A formal young woman with an experienced no-nonsense face and buzz-trimmed inch-long hair met with our group. She carried an assault rifle with a prominent clip. “Secret Service, Nancy Delbarco,” she said through her plastic hood. “Follow me.” Her eyes were focused and unemotional, but her lips, tight and grim, betrayed her. She was scared, too.

“We’ve restored some power,” she told us, as we marched behind the shattered aquariums. “The elevators are still out. Each floor has its own power supply, but some cables were cut and generators sabotaged. Right here”—she pointed at the concrete floor—“we’re above three levels of basement, going down about fifty feet. We haven’t explored the lowest level, but it seems to be mostly storage and infrastructure—air-conditioning, steam plant, water, the pumps that maintained the aquariums. There are subway tunnels below that, so we’ve had trains halted until we certify the building is not rigged to blow.”

“How many died?” I asked.

“Enough,” Delbarco said in a tone that implied it was a rude question. “I don’t know how long we can stay. There could be an opposition team arriving any minute, and we certainly don’t want to get involved in another firefight.”

“We’re still not in complete control either at the top or locally,” Breaker said.

“Garvey?” Ben asked.

“His bosses have influence,” Breaker conceded.

Delbarco led us up a long flight of stairs. The lighting was dismal. The painted steel stair treads showed shiny wear patterns. Peering up past the center railing, I could see all the way to the top of the building—sixteen stories.

“The first four floors are vats and steel culture tanks, like a brewery,” Delbarco said. “Most haven’t been used for a long time. It’s difficult to conceive why they would need so much tagging material, but we could be making a bad guess. The techs will get samples when they arrive.”

“That was what my brother wanted,” I said absently.

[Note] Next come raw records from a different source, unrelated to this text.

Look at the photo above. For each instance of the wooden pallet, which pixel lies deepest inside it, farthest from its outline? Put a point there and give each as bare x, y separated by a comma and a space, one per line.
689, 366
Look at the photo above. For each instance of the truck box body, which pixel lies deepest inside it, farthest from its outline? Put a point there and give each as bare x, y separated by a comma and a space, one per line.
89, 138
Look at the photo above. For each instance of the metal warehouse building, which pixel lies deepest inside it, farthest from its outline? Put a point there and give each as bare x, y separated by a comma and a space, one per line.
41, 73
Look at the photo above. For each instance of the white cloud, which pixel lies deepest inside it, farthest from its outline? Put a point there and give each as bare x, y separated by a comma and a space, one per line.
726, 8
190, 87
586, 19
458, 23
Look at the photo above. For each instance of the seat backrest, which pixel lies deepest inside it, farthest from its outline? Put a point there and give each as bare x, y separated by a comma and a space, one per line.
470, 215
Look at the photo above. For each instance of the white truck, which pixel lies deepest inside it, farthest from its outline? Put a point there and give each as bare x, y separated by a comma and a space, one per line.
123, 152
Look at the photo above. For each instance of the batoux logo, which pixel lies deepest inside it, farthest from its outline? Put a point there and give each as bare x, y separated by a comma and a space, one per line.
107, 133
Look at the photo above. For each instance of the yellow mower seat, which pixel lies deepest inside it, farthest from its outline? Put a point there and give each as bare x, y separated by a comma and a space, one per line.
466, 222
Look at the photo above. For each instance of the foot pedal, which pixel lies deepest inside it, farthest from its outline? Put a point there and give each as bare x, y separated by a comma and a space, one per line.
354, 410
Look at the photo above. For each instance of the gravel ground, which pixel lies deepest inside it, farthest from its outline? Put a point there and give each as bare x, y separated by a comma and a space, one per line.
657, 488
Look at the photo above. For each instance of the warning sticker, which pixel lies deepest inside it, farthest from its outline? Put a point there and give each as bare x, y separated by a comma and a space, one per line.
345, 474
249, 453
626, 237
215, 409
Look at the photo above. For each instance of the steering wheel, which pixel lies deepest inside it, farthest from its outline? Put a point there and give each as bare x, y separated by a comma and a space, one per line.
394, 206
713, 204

Three floors. It was tough getting enough air in the hood, but I was doing okay. Ben was working to conceal his condition, or lack of it.

Delbarco pushed open the door on the fourth floor. We walked over a shiny, vitreous blue-gray floor between shadowed rows of steel vats, the largest twenty feet high and ten feet wide, surrounded by cooling coils and forests and arches of color-coded piping. At the opposite end, a glass-walled laboratory stood empty, its benches sparkling clean and cabinets bare. Two of the wide panes of glass had been shot out and lay in jagged shards all over the floor.

A body lay slumped against the only intact pane: a slender young woman in her late teens, a small hole dimpling her forehead and a puddle of blood under her thighs. She had once had the intense, lean beauty of an Eastern Bloc gymnast. She wore denim overalls and a red T-shirt.

Delbarco walked past the corpse. “We’ve got some children, live children, quite a few of them, on the eighth floor,” she said. “They don’t have weapons, none we can see at any rate, so we’re just . . . working around them for the moment.”

I thought of Nicolae Ceausescu, former dictator of Romania, recruiting his core bodyguards from orphanages, raising kids from childhood to serve in a kind of Praetorian Guard. He had been deposed and executed in 1989. His kids had supported him fanatically to the very end. They had had to be put down like rabid dogs.